# Center & Follow Rest For Craftsmen Lathe ...



## FOMOGO (May 11, 2015)

Got these from a member here, thanks Jack. Did a little clean up and paint. Not a great match on the paint, but couldn't find the same as I used on the lathe and had this in the shop. Waiting for an opportunity to put them to use. Mike


----------



## T Bredehoft (May 11, 2015)

Looking good.  The color would brighten any shop.


----------



## fgduncan (May 16, 2015)

Absolutely beautiful job!  Well done. I never installed a reversing switch when I heard about a chuck backing off and spinning across the shop floor with the work firmly gripped in its jaws. BTW, a very nice cleanup job, too. My equipment doesn't look that clean when I clean up!


----------



## FOMOGO (Jun 6, 2015)

Thanks for the kind words. When I installed the reversing switch I knew even less than I know now. I have run it in reverse on several occasions with no issues, but I will definitely keep that issue in mind, maybe see if there is a way to positively lock it down. I've recently purchased a larger lathe, but I've grown pretty fond of this old machine and I'm sure it will continue to be used for lighter duty work. I found this one as a pile of dirty parts in the corner of someones garage about 15 yrs ago. I learned quite a bit getting it in running condition again. Oh, as regards it's cleanliness, It isn't often that tidy.   Mike


----------



## fgduncan (Jun 6, 2015)

The story I heard about the chuck backing off included the comment that the shop foreman was absolutely amazed that the quiet machinist that this happened to used language he had never heard since he was in service, and the machinist used them very accurately and proficiently!

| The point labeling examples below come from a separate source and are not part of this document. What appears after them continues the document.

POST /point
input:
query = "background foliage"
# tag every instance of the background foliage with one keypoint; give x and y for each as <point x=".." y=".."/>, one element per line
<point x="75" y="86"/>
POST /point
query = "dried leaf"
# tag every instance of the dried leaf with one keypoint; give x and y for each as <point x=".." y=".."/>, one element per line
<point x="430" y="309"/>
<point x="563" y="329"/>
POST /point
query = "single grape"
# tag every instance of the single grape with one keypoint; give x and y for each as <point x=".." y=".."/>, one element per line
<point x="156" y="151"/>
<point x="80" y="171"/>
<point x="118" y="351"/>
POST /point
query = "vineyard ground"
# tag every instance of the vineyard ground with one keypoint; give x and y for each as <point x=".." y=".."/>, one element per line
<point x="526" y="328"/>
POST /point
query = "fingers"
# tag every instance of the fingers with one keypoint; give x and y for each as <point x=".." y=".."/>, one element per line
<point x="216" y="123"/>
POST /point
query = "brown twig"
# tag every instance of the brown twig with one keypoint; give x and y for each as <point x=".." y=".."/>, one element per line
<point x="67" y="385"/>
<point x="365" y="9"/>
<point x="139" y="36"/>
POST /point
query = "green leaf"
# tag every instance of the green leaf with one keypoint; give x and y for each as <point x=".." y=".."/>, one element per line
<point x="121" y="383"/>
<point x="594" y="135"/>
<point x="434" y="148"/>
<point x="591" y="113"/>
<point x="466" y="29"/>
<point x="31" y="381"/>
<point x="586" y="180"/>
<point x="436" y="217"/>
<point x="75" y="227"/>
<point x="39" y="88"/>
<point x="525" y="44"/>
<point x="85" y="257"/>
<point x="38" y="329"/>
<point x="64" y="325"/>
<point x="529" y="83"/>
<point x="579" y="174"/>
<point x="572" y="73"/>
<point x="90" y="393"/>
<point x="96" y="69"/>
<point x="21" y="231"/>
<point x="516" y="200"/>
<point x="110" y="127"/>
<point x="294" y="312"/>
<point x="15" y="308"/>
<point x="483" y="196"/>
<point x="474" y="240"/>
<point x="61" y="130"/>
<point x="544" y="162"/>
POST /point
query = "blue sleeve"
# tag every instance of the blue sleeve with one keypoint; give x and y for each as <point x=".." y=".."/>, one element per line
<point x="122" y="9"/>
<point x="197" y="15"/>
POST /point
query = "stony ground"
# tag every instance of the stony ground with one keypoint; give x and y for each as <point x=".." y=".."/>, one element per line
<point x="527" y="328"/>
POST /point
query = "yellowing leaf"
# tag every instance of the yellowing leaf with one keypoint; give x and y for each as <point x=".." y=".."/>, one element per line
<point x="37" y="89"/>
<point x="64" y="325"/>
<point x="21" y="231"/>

I have a reversing switch and didn't install it since I really couldn't see what the advantage was to running the tool upside down and out of sight. You say that you have done this, so my question is just what is the reason for doing it?

I installed 3 DRO's from Harbor Freight on mine and you can look at it here:

http://www.hobby-machinist.com/threads/accessorizing-my-atlas-th42.32862/

Frank


----------